田中さんが仮想通貨の存在を知ったのは17年6月。いつも見ているユーチューブの競馬予想チャンネルで、配信者が「仮想通貨が儲かる!」と口にしたことがきっかけだ。

「ネットでビットコインのチャートを見たら、すごい勢いで値上がりしているのがわかりました。ただ、当時すでに1BTCは約30万円で、値段が高すぎると感じたので、ネムとリップルを購入しました」

ヘビースモーカーの田中さんはタバコを我慢し、なけなしの3万円を投じた。当時は仮想通貨全体が上昇基調。次第に、田中さんのギャンブル魂に火がついてきた。

「投資額が3万円じゃ儲かったとしてたかが知れています。そこで消費者金融からも50万円を借り、高騰していたビットコインキャッシュ(※)に全資産を投じました」

しかし、その後ビットコインキャッシュは大暴落。借りたカネが返せなくなると焦った田中さんは、損切り(損失額の拡大を避けるため、ある程度の損失を前提に売ること)を決意。12万円の損失となった。

「『絶対に回収してやる』と、調べたら、ザイフという仮想通貨取引所が発行するザイフトークン(ZAIF)がアツいと感じました。私の見立て通り、購入当時1ZAIFは約0.13円だったのがすぐに約2.5円に化けました。これはガチホ(長期保有を意味するネットスラング)するしかないと確信しました」

田中さんのようなザイフトークンに期待していた人をネットでは「ザイファー」と呼んだ。田中さんはツイッター上で有名なザイファーとして、同仮想通貨の普及を目指した。

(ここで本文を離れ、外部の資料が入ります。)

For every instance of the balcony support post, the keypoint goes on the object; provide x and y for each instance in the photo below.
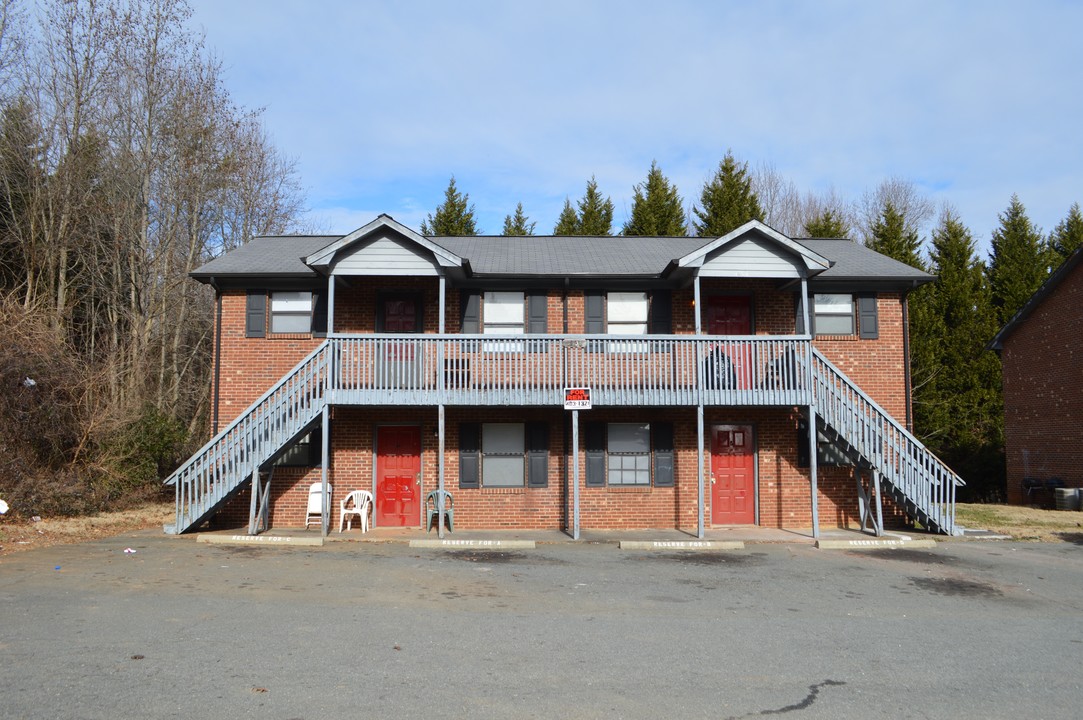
(330, 305)
(701, 527)
(440, 470)
(575, 474)
(326, 519)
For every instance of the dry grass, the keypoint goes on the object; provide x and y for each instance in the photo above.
(27, 535)
(1022, 523)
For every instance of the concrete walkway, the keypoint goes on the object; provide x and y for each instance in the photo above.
(715, 538)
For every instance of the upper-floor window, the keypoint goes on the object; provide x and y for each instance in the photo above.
(626, 313)
(503, 313)
(290, 311)
(834, 313)
(285, 312)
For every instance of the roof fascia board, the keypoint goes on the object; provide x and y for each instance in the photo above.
(1044, 291)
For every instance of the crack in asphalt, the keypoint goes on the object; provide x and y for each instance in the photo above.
(805, 704)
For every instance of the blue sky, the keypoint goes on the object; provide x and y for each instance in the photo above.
(381, 102)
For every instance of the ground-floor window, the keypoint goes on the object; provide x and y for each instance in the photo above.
(629, 454)
(504, 454)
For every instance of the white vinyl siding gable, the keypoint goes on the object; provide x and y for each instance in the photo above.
(386, 256)
(752, 258)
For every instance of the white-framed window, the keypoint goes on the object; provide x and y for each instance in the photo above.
(503, 453)
(504, 313)
(626, 314)
(834, 313)
(628, 453)
(290, 311)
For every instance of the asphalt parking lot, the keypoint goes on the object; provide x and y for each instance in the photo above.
(180, 629)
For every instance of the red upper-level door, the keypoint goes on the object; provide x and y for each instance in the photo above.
(729, 314)
(400, 314)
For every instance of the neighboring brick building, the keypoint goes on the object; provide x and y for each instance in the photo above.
(1043, 387)
(399, 364)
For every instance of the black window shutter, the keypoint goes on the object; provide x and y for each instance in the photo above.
(595, 312)
(537, 454)
(803, 443)
(868, 318)
(799, 323)
(470, 312)
(662, 441)
(537, 311)
(662, 314)
(256, 314)
(595, 439)
(320, 314)
(469, 455)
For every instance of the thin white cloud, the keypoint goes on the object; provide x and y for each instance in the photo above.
(382, 102)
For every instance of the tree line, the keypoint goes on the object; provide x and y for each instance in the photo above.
(957, 400)
(125, 164)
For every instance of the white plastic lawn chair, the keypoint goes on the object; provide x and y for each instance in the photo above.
(357, 502)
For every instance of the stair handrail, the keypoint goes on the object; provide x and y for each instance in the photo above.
(243, 416)
(931, 470)
(233, 448)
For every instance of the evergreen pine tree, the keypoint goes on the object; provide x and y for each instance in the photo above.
(518, 224)
(891, 237)
(1068, 234)
(826, 223)
(958, 411)
(1019, 262)
(596, 214)
(656, 209)
(454, 217)
(568, 223)
(728, 200)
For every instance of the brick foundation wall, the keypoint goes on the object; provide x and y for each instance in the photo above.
(784, 497)
(1043, 391)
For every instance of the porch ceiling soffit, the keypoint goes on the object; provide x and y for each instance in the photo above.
(797, 257)
(386, 227)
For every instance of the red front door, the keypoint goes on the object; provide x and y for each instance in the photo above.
(400, 314)
(732, 475)
(729, 314)
(398, 476)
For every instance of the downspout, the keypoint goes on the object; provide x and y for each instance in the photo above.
(905, 360)
(218, 356)
(701, 526)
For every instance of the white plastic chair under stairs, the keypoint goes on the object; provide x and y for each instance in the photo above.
(357, 502)
(315, 512)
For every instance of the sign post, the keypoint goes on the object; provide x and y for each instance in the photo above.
(575, 400)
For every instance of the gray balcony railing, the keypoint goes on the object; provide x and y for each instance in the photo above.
(621, 370)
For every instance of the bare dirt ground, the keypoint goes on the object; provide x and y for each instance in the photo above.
(1020, 523)
(17, 535)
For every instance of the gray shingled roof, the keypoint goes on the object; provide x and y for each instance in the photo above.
(855, 261)
(546, 256)
(269, 256)
(569, 256)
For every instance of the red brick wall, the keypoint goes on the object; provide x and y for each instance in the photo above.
(876, 366)
(1043, 391)
(784, 494)
(249, 366)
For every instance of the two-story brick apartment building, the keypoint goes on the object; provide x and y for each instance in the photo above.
(400, 364)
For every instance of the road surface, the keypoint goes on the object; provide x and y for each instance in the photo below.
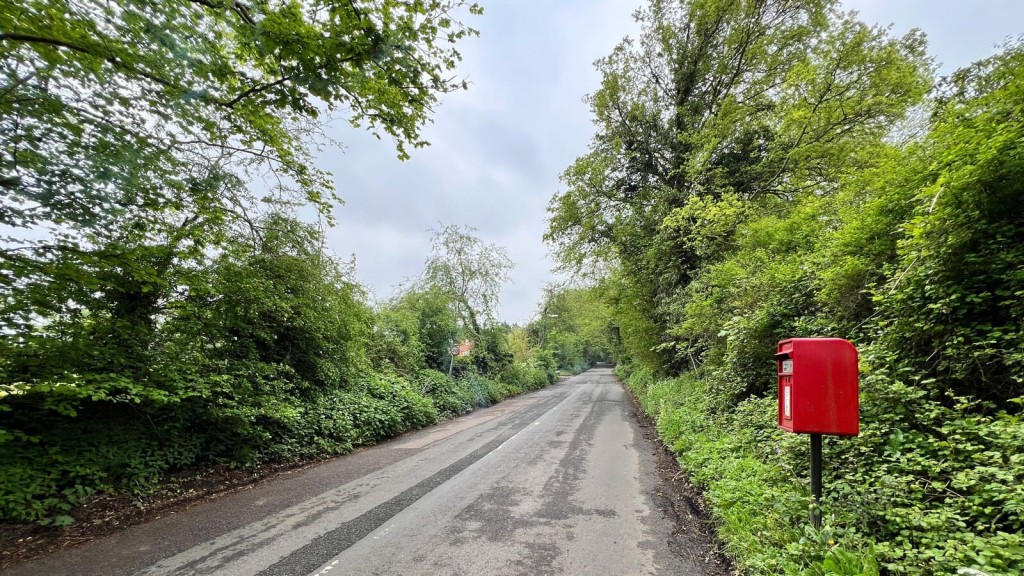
(560, 481)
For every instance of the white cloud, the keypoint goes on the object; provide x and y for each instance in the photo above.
(498, 149)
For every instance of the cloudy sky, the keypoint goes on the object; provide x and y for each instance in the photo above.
(498, 149)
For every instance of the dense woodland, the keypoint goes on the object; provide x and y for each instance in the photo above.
(761, 169)
(765, 169)
(164, 307)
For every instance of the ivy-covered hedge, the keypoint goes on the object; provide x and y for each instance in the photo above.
(933, 484)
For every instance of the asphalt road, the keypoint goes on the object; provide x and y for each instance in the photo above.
(560, 481)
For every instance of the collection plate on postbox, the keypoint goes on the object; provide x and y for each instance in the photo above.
(818, 386)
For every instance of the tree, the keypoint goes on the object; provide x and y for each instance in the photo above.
(469, 271)
(722, 109)
(133, 124)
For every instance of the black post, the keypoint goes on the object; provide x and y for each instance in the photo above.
(816, 480)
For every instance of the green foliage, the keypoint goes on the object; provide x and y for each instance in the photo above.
(735, 199)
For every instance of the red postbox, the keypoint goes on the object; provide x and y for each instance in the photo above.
(817, 386)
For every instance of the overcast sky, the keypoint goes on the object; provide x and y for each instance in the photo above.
(498, 149)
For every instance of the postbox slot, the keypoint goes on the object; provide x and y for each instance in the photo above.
(817, 386)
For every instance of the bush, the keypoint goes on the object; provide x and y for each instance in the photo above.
(451, 397)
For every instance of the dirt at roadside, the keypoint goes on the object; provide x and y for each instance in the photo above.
(105, 513)
(694, 534)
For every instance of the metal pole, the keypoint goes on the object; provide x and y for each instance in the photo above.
(816, 480)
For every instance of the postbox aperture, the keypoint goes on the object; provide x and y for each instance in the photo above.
(818, 389)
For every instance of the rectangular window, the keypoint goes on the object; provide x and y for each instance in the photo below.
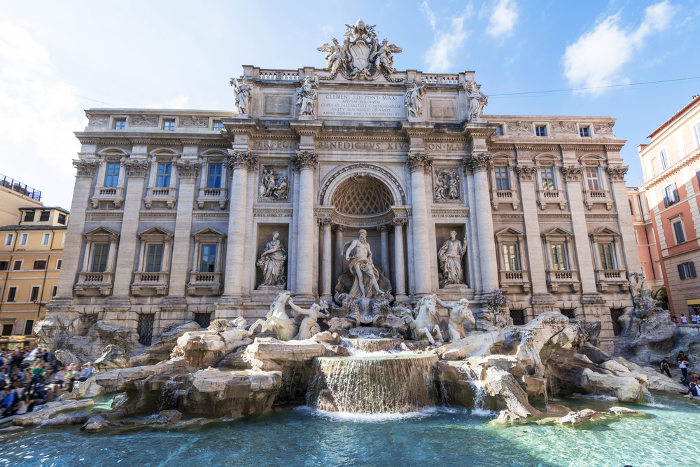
(214, 175)
(502, 182)
(11, 294)
(112, 174)
(511, 257)
(207, 261)
(154, 257)
(119, 123)
(548, 182)
(606, 252)
(678, 231)
(99, 257)
(687, 270)
(34, 296)
(560, 261)
(592, 178)
(163, 179)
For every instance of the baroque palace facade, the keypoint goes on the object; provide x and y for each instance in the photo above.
(181, 215)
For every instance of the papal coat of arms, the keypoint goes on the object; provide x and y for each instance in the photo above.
(361, 55)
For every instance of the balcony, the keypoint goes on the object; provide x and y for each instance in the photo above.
(545, 197)
(93, 284)
(114, 195)
(161, 195)
(212, 197)
(150, 283)
(568, 278)
(611, 277)
(204, 283)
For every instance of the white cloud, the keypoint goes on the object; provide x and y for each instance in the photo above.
(446, 41)
(38, 114)
(503, 18)
(597, 58)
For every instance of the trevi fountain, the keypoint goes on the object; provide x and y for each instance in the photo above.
(396, 349)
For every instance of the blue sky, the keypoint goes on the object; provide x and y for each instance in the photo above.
(57, 58)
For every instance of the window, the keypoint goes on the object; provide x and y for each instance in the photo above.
(214, 175)
(11, 294)
(678, 230)
(687, 270)
(560, 261)
(154, 257)
(207, 261)
(511, 256)
(163, 179)
(606, 251)
(99, 257)
(112, 174)
(592, 178)
(120, 123)
(548, 182)
(502, 182)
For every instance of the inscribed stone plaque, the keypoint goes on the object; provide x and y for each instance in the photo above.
(361, 105)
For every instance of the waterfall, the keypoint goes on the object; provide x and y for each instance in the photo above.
(395, 383)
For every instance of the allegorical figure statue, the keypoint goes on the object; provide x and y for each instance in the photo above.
(359, 255)
(271, 263)
(450, 255)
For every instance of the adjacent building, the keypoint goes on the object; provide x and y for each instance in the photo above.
(31, 257)
(671, 169)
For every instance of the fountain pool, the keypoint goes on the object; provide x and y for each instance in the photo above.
(304, 436)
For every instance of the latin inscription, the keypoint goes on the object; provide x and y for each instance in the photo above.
(361, 105)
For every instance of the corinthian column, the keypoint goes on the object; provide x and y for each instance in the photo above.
(239, 162)
(419, 164)
(305, 163)
(479, 164)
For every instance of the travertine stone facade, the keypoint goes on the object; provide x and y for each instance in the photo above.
(318, 154)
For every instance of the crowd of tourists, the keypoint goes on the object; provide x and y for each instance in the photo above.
(32, 378)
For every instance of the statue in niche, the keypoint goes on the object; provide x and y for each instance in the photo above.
(414, 100)
(242, 92)
(306, 96)
(271, 263)
(273, 185)
(450, 256)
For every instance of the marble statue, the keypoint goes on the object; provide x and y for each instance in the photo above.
(365, 273)
(306, 96)
(476, 101)
(450, 258)
(242, 92)
(271, 263)
(414, 100)
(309, 326)
(459, 312)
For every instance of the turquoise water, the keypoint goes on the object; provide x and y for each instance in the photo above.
(436, 437)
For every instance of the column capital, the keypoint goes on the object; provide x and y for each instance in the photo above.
(241, 160)
(418, 161)
(305, 160)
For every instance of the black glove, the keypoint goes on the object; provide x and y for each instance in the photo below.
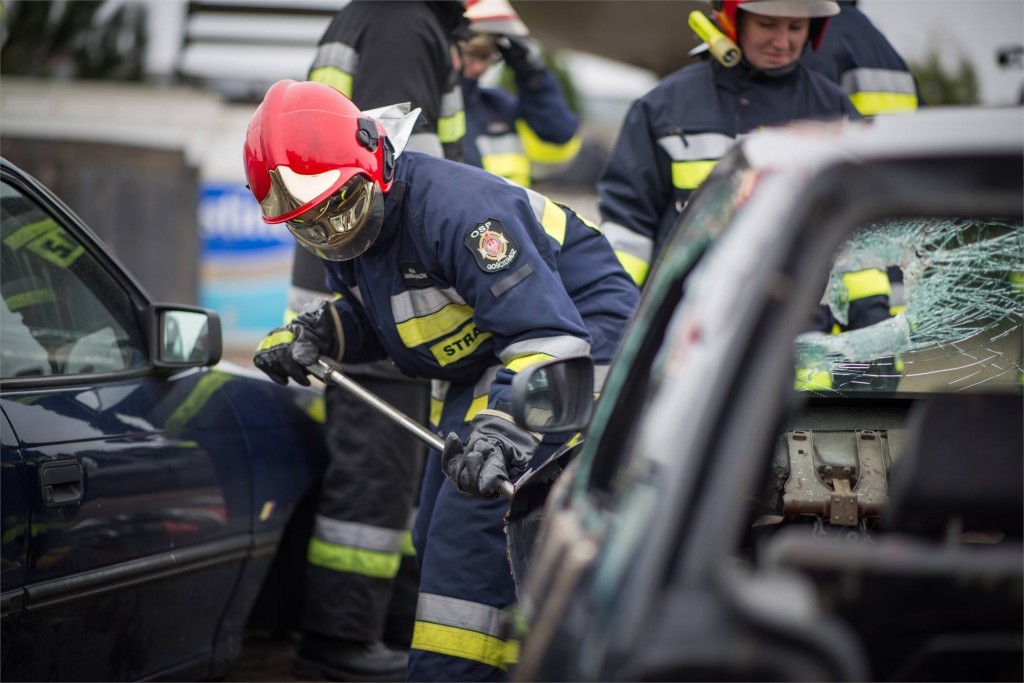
(289, 350)
(523, 56)
(496, 451)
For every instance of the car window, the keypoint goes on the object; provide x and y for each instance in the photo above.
(951, 322)
(705, 219)
(62, 312)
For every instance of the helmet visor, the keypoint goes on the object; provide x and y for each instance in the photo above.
(343, 225)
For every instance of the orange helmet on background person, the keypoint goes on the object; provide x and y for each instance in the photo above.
(315, 163)
(725, 14)
(494, 16)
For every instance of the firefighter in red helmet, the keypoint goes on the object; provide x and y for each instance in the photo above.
(673, 135)
(457, 275)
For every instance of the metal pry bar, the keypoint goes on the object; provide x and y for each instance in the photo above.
(329, 371)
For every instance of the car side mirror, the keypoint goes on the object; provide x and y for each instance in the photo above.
(184, 336)
(554, 396)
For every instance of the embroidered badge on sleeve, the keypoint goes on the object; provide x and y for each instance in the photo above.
(493, 249)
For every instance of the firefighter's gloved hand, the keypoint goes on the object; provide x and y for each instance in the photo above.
(496, 451)
(522, 54)
(289, 350)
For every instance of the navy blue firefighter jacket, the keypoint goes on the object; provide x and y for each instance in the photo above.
(674, 135)
(470, 271)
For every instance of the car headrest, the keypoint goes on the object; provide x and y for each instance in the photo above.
(963, 462)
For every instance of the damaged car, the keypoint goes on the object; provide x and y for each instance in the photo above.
(760, 498)
(147, 489)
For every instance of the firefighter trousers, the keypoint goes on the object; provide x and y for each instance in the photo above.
(361, 575)
(463, 622)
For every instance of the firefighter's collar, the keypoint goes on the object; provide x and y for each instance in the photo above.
(398, 121)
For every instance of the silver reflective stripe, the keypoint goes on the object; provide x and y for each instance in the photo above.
(428, 143)
(438, 389)
(696, 146)
(556, 347)
(629, 242)
(417, 303)
(879, 80)
(300, 297)
(460, 613)
(482, 386)
(538, 203)
(499, 144)
(600, 375)
(354, 535)
(452, 101)
(338, 55)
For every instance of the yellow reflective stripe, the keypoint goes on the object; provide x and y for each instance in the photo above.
(418, 331)
(436, 407)
(811, 380)
(477, 404)
(465, 644)
(275, 338)
(543, 152)
(334, 77)
(18, 301)
(637, 268)
(353, 560)
(317, 410)
(553, 221)
(200, 394)
(408, 549)
(863, 284)
(452, 128)
(459, 345)
(513, 166)
(518, 364)
(689, 174)
(870, 103)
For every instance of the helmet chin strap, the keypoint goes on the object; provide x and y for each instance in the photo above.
(397, 121)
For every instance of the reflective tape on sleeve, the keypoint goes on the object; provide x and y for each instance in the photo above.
(555, 347)
(863, 284)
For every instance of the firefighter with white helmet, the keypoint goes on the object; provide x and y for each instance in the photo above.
(673, 135)
(459, 276)
(524, 137)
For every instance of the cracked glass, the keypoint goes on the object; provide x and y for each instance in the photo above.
(955, 310)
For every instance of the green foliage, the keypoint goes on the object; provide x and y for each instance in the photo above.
(76, 39)
(939, 86)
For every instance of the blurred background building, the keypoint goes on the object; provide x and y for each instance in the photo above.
(134, 112)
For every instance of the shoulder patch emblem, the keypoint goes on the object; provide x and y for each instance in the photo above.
(493, 249)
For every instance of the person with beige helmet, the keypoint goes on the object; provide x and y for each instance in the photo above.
(524, 137)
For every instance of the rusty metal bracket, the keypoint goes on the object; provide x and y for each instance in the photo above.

「みんなが買えばザイフトークンの取引量が増える。相場を上げていくために毎日情報をツイートしました」

田中さんのツイッターアカウント「@PON_PON_SAN」。哀れに思ったファンから仮想通貨を寄付してもらうことも。アカウントに関連したグッズの販売も始めた。

※2017年8月にビットコインから分裂してできた、ビットコインとは別の仮想通貨銘柄。